IG Metall und Betriebsrat vereinbaren ein Zukunftspaket für die Pianofortefabrik Schimmel.

Schimmel kehrt in den Flächentarif zurück

24.05.2017 | Seit dem 1. März 2017 bekommen die Beschäftigten bei Schimmel in Braunschweig im ersten Schritt wieder 88 Prozent des Flächentarifvertrags bezahlt.
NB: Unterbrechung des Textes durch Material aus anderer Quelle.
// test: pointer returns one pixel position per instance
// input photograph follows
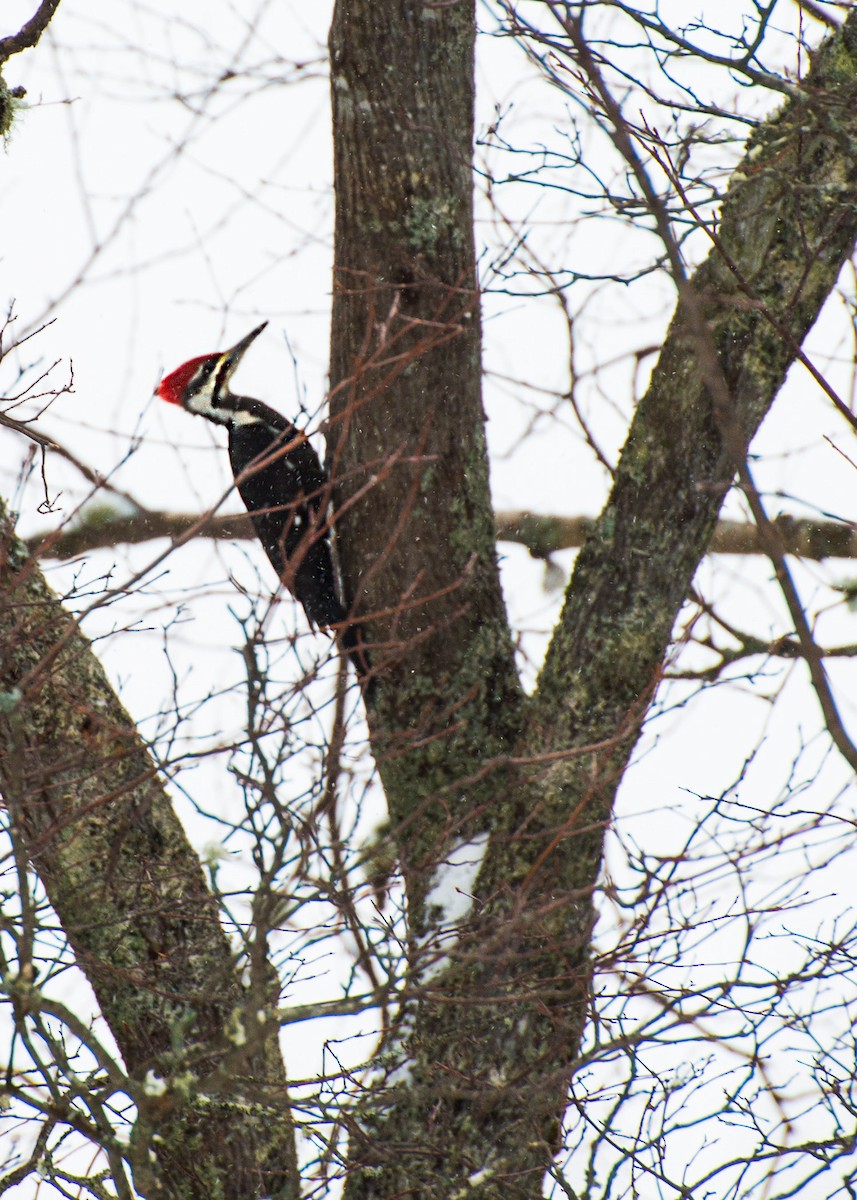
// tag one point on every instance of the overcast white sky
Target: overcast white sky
(154, 213)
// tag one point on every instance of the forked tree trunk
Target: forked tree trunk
(478, 1073)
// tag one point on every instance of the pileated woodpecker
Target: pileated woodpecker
(277, 475)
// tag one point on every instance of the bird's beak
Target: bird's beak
(229, 359)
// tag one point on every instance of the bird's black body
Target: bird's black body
(280, 479)
(285, 490)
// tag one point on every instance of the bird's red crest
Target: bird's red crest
(172, 387)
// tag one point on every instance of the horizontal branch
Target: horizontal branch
(540, 533)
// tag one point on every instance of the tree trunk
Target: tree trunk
(89, 811)
(477, 1075)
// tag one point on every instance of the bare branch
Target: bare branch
(30, 31)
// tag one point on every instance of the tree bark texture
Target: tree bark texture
(543, 534)
(478, 1073)
(415, 526)
(91, 815)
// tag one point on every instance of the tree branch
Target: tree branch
(30, 31)
(541, 533)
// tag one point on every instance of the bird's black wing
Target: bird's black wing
(285, 492)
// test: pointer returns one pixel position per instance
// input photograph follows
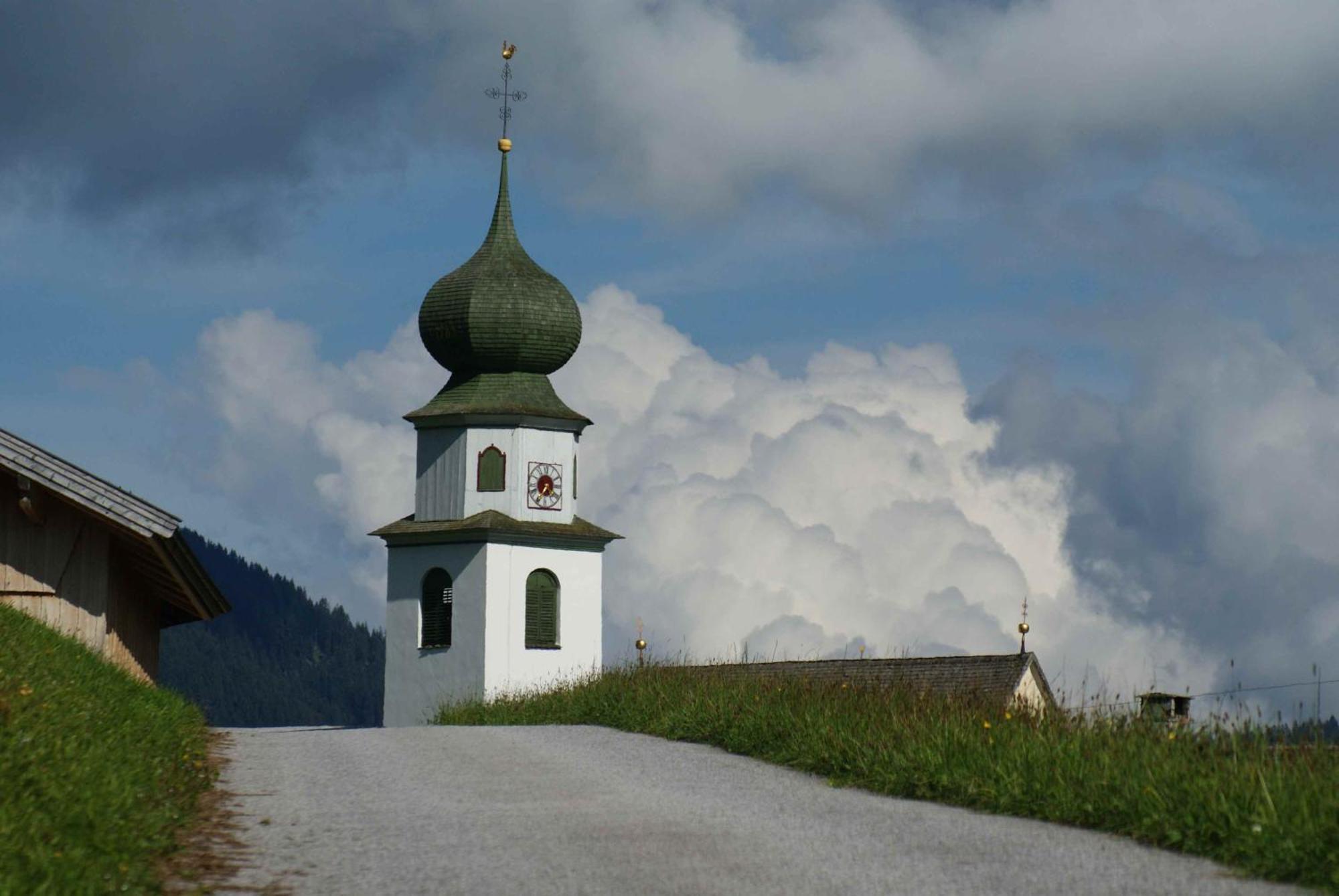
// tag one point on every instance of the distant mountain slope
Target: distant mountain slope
(279, 658)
Warnstreik bei Schimmel in Braunschweig am 28. März 2017: 120 Beschäftigte haben Flagge gezeigt. Foto: Christoph Steinert

"Das waren teilweise mehrere Hundert Euro auf einen Schlag mehr", berichtet Betriebsratsvorsitzender Thilo Kondermann, 57. Im Juli kommt die aktuelle Tariferhöhung hinzu. 2019 ist der Flächentarif wieder voll gültig. Kondermann: "Vor Freude haben die Beschäftigten aus einer Abteilung die Tarifkommission zum Frühstück eingeladen."

 

16 Jahre haben die Klavierexperten immer wieder verzichtet und rund 20 Millionen Euro in ihre Arbeitsplätze investiert. Nicht mit einberechnet unentgeltliche Arbeitszeit und der spätere Rentenverlust. "Jetzt war das Ende der Fahnenstange erreicht", so Kondermann. Die 142 Beschäftigten forderten von  dem neuen Eigentümer die Rückkehr in den Flächentarif und eine Perspektive. "Diese Solidarität hat den Abschluss der Standort- und Beschäftigungssicherung am 28. März maßgeblich vorangetrieben", sagt Betriebsbetreuer David Rösler von der IG Metall.

 

Nach einer Insolvenz 2009 hatte der chinesische Staatskonzern Pearl River 2016 die Pianofabrik für rund 24 Millionen Euro gekauft. Der Klavierhersteller fertigt rund 130000 Instrumente jährlich in China und will mit Schimmel ein neues hochpreisiges Marktsegment erobern. Die Braunschweiger bauen 125 Instrumente pro Monat.

 

"Die drei Verhandlungen waren schwierig", so Michael Cordes von der IG Metall Braunschweig. Die neue Geschäftsführerin Xiejun Wang hätte aber sehr kompetent und souverän mit Unterstützung einer von der IG Metall engagierten Dolmetscherin an dem Kompromiss mitgewirkt. Rösler: "Der Abschluss ist ein klares Bekenntnis zur deutschen Mitbestimmung und wurde auf der Mitgliederversammlung am 6. April einstimmig angenommen." Das Unternehmen will im Arbeitgeberverband bleiben und über fünf Millionen Euro in den Standort investieren. "Bis 2022 sind zudem betriebsbedingte Kündigungen ausgeschlossen", ergänzt Kondermann.

 

ZUKUNFTSPAKET

Standort- und Beschäftigungssicherung bis 2022

  • Flächentarif: In drei Stufen werden die Einkommen in den Flächentarifvertrag der Holz- und Kunststoffindustrie zurückgeführt. Jeweils zum 1. April steigen die Löhne und Gehälter 2017 auf 88 Prozent, 2018 auf 94 Prozent und 2019 auf 100 Prozent der Fläche.
  • Kündigungsschutz: Während der Laufzeit des Tarifvertrags zur Standort- und Beschäftigungssicherung vom 1. März 2017 bis zum 28. Februar 2022 dürfen keine betriebsbedingten Kündigungen erfolgen.
  • Sonderzahlungen: Ab dem 1. Januar 2020 werden das Weihnachts- und Urlaubsgeld wieder gezahlt und in drei Stufen bis 2022 angehoben. Auszubildende erhalten prozentual zur Ausbildungsvergütung in drei Stufen ein zusätzliches Urlaubsgeld.
  • Investitionszusage: Während der Laufzeit des Tarifvertrags investiert der chinesische Mehrheitsgesellschafter über fünf Millionen Euro in den Standort.
  • Mehrheitsgesellschafter: Seit dem 13. Mai 2016 gehört die Schimmel Pianofortefabrik in Braunschweig zu 90 Prozent dem chinesischen Staatskonzern Pearl River Group. 10 Prozent verbleiben der Familie Schimmel. Das Unternehmen verpflichtet sich, im Arbeitgeberverband mindestens bis 2022 zu bleiben.